# Welcome to the Notebook
---
In this notebook, we will explore high-dimensional data analysis. Our agenda includes:
- Importing the Dataset
- Normalization
- K-means Clustering
- Scatterplot Matrix
- Parallel Coordinate Plot (PCP)
- Data Reduction

### Tasks:
- Correlation Analysis
- Outlier Detection
- Cluster Analysis

## Importing Modules
Let's start by importing the necessary libraries for data manipulation, clustering, preprocessing, and visualization. 📚

## Loading the Dataset
Let's load our dataset and take a look at its structure. 🗂️

The dataset contains various metrics for different countries or regions, including GDP per capita, social support, healthy life expectancy, freedom to make life choices, generosity, and perceptions of corruption. Nordic countries like Finland, Denmark, Norway, and Iceland rank high in these metrics, indicating strong social support systems and high levels of life satisfaction. 🌍

### Data Overview
We'll check the data types and get a summary of our data to understand its distribution and characteristics. 📊

The dataset consists of seven columns, with 'Country or region' being categorical, while the remaining columns are continuous numerical data. This structure suggests the dataset is used for analyzing socio-economic and well-being indicators across different countries or regions.

The dataset contains 156 entries for each of the six variables. Key statistics include the mean values, with GDP per capita averaging 0.905, Social support at 1.209, and Healthy life expectancy at 0.725. The wide range of data across these variables is evident, such as GDP per capita ranging from 0.000 to 1.684.

## Data Normalization
To ensure all features contribute equally to the analysis, we'll normalize the data to a range between 0 and 1. 🔄

The dataset has been normalized using Min-Max scaling, transforming the features to a range between 0 and 1, while retaining the 'Country or region' column as a categorical identifier. This scaling allows for a direct comparison of these features across different countries.

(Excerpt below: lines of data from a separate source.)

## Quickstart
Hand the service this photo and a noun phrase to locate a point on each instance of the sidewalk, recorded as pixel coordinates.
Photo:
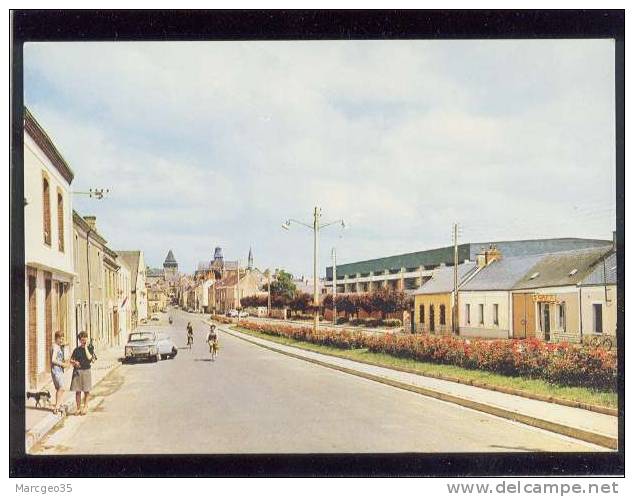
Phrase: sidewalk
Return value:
(40, 420)
(597, 428)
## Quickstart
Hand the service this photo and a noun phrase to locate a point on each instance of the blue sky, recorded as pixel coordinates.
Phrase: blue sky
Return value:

The dataset contains 156 entries for each of the six variables, with all variables normalized between 0 and 1. Key observations include the highest mean value for Social support (0.744) and the lowest for Perceptions of corruption (0.244).

## K-means Clustering
Let's apply K-means clustering to group the data into clusters. 🎯

The KMeans algorithm has clustered the dataset into three groups. The first five countries are assigned to cluster '0', suggesting they share similar characteristics across the metrics.

## Scatter Plot Matrix
A scatter plot matrix helps visualize the relationships between variables and identify patterns or outliers. 📈

### Scatterplot Matrix Explanation

The scatterplot matrix displays pairwise relationships between various factors contributing to the Happiness Index, categorized by class. Notable positive correlations exist between factors like "Social support" and "Healthy life expectancy." The class distributions indicate distinct clustering patterns, especially in parameters like "Social support" and "Healthy life expectancy," suggesting their influence on happiness levels. Class 0 tends to show higher values across most indicators.

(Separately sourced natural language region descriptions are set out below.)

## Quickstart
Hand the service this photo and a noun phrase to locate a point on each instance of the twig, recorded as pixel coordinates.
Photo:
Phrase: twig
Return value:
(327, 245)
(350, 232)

## Parallel Coordinate Plot
This plot allows us to visualize multi-dimensional data and observe the clustering results. 📊

The parallel coordinates plot displays the relationships among several features, categorized by three clusters. Each line represents a data point, and the clusters exhibit distinct patterns, with cluster 0 generally showing higher values across most features.

## Data Reduction
To handle large datasets, we can reduce the data size through sampling and reduce dimensions using techniques like UMAP. 🔍

### Scatter Plot Matrix of Sampled Data
Let's visualize the sampled data to see if the patterns hold. 📉

The scatterplot matrix visualizes relationships between variables of the Happiness Index across three classes. Key patterns show a strong correlation between "GDP per capita" and "Healthy life expectancy," especially for class 2.

## PCA Projection
We'll apply PCA projection to visualize the data in a reduced dimensional space. 🌐

The first five rows of the dataset have been transformed into a two-dimensional space using PCA, capturing the most significant variance in the data.

Let's visualize the projected data

The scatter plot depicts a projection of the Happiness Index with data points grouped into three distinct classes—0, 1, and 2—distinguished by color. Class 2 clusters around the origin, Class 1 is primarily on the left side, while Class 0 is more dispersed across the right, suggesting variation in the projected dimensions.